サイバーセキュリティ企業Socketの脅威調査チームによって、危険なGoogle Chrome用拡張機能が、合計108個特定された。その標的はGmailとYouTubeのユーザーだけではない。Telegram(テレグラム)とTikTokのユーザーをもターゲットとする組織的な脅威の一部であることが判明した。
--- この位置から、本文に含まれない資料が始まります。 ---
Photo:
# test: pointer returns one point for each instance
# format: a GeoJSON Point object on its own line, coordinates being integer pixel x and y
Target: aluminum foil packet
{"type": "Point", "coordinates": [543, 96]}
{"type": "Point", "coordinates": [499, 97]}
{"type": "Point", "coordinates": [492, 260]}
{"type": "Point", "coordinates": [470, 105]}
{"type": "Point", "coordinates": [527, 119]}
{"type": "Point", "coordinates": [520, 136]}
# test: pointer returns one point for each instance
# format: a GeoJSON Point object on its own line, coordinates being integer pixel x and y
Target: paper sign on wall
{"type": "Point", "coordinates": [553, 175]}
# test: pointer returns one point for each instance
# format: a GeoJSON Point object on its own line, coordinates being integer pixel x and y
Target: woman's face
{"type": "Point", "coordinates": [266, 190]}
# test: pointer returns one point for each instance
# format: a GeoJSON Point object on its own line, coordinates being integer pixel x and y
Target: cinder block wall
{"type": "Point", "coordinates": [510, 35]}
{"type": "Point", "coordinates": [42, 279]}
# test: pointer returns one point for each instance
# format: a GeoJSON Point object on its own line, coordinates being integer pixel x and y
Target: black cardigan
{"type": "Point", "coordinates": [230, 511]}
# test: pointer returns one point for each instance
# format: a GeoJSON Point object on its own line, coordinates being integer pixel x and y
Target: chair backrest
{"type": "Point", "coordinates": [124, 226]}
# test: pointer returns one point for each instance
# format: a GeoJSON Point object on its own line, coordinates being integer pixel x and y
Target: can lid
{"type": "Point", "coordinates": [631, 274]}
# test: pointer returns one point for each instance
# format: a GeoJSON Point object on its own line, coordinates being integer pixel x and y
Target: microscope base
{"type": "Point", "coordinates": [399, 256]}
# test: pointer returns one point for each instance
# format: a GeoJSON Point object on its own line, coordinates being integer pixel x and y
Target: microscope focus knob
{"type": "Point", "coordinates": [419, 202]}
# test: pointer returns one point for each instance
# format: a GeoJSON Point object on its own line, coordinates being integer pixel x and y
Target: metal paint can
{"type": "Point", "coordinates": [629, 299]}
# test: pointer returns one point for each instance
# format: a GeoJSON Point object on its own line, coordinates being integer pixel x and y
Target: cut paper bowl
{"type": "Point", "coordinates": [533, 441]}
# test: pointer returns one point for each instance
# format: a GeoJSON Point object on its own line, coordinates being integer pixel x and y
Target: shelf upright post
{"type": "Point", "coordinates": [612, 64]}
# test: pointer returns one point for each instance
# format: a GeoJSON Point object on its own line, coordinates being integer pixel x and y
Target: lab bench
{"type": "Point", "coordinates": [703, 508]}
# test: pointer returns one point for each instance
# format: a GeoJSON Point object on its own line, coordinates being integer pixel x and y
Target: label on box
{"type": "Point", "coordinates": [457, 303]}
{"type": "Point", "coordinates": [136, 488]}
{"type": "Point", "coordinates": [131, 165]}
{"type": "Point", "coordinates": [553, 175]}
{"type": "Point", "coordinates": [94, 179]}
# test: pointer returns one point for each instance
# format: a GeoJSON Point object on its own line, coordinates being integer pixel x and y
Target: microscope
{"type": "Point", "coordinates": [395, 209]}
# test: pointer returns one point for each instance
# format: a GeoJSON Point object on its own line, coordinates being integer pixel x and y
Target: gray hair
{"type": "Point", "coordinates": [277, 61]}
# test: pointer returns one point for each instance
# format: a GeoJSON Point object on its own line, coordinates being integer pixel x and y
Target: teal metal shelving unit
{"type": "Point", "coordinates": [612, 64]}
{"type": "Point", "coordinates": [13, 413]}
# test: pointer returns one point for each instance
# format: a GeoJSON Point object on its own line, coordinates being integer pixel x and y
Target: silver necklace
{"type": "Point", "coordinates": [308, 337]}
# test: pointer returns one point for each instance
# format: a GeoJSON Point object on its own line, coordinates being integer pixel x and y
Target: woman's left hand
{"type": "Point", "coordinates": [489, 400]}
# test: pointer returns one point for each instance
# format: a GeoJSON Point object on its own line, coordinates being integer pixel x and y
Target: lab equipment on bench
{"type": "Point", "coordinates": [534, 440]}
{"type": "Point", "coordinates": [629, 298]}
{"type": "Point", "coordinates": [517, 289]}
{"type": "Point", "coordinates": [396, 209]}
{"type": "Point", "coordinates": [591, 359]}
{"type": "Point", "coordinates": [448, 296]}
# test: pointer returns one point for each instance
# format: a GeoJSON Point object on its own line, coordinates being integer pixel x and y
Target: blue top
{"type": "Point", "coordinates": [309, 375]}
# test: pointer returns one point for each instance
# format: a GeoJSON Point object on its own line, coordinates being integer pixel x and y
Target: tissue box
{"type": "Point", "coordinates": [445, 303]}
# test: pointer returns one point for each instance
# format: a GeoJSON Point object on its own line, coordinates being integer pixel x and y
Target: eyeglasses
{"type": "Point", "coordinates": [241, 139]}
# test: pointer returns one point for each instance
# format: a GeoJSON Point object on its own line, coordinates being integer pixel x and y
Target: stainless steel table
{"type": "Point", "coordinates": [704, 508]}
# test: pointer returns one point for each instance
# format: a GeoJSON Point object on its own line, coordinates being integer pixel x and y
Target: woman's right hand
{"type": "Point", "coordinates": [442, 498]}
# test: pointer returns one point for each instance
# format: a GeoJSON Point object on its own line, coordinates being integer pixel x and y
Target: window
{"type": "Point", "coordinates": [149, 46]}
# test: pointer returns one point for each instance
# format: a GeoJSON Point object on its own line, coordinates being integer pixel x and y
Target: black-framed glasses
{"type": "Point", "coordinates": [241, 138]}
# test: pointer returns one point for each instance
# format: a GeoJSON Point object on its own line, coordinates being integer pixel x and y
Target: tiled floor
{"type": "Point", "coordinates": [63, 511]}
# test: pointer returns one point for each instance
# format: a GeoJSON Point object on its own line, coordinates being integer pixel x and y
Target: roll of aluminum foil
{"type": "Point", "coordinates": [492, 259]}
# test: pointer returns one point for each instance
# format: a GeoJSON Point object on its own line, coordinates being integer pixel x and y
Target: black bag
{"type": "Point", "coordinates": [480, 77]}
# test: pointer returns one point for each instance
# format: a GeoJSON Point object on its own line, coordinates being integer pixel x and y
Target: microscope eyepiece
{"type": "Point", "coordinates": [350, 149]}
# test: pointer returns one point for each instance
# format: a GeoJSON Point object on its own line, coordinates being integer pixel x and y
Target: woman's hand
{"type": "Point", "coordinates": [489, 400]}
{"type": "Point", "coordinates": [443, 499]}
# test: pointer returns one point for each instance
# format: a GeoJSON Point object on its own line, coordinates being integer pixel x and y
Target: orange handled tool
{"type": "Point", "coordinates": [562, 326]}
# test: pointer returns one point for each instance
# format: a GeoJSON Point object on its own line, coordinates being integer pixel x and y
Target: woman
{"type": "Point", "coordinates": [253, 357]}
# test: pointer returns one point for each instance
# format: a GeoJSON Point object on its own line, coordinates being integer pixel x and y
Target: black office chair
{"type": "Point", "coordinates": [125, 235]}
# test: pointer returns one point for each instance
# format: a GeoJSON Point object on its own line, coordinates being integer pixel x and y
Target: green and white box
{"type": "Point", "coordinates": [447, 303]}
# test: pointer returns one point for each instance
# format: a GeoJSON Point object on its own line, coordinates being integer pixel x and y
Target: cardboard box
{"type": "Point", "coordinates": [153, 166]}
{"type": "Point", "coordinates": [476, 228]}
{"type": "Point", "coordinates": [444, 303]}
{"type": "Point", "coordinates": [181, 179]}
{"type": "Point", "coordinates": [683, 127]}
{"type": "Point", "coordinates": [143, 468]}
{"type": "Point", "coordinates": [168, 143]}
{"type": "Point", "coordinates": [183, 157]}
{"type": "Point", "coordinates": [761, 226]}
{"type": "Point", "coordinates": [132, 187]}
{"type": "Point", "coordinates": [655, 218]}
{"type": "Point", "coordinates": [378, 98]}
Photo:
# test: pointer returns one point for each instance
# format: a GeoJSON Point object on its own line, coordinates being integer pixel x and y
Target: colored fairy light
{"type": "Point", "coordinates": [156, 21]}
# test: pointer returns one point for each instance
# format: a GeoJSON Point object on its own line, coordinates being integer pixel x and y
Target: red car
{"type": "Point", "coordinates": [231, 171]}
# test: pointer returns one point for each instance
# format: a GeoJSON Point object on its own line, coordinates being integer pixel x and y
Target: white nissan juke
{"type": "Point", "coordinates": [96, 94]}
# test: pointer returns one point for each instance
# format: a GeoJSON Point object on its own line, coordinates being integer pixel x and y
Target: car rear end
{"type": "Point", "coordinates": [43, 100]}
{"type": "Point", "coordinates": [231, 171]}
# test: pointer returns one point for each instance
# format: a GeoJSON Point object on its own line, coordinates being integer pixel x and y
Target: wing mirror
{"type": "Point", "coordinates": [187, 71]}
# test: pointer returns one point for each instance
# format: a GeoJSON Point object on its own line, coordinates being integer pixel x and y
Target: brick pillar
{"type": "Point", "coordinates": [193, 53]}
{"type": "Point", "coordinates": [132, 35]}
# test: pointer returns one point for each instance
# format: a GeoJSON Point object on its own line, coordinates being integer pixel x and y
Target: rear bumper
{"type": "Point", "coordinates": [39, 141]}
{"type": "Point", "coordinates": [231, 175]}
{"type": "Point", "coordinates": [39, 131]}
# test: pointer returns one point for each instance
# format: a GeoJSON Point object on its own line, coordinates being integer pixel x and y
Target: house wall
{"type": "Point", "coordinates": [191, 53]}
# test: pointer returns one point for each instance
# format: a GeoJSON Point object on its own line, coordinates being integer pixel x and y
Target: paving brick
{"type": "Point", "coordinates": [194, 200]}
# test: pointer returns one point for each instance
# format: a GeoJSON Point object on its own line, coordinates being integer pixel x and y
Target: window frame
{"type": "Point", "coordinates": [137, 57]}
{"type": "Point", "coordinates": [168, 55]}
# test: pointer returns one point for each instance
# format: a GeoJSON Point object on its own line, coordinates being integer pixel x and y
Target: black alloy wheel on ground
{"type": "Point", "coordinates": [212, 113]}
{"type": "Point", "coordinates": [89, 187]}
レポート公開時点で約2万件がインストール済み、アプリが公開されたままの状態
これらの悪意ある拡張機能はすべて、攻撃者が運用する単一のコマンド&コントロール(C2:攻撃者が遠隔から指令を送るためのサーバー基盤)に接続されており、米国時間4月13日にセキュリティレポートが公表された時点で、既知のインストール数は合計で約2万件に達していた。
とりわけ憂慮すべきは、レポートの執筆者でSocketセキュリティ脅威調査チームに所属するクシュ・パンディヤが次のように述べている点である。「これらの拡張機能は本稿執筆時点でも公開されたままである。私たちは『Chrome ウェブストア』のセキュリティチームおよび『グーグル・セーフブラウジング』セキュリティサービスに対して削除要請を提出した」。筆者はグーグルにコメントを求めているが、それまでの間に、この脅威キャンペーンについて現時点で判明している内容を以下にまとめる。
悪意ある拡張機能が108件確認され、約11億円の被害事例も発生
ウェブブラウザー拡張機能のうち、少なくとも攻撃者に悪用される怪しい類のものに関して言えば、関連ニュースの見出しが次々と流れることで、ユーザーがうんざりして警戒心を失ってしまう危険がある。だが、それは大きな誤りだ。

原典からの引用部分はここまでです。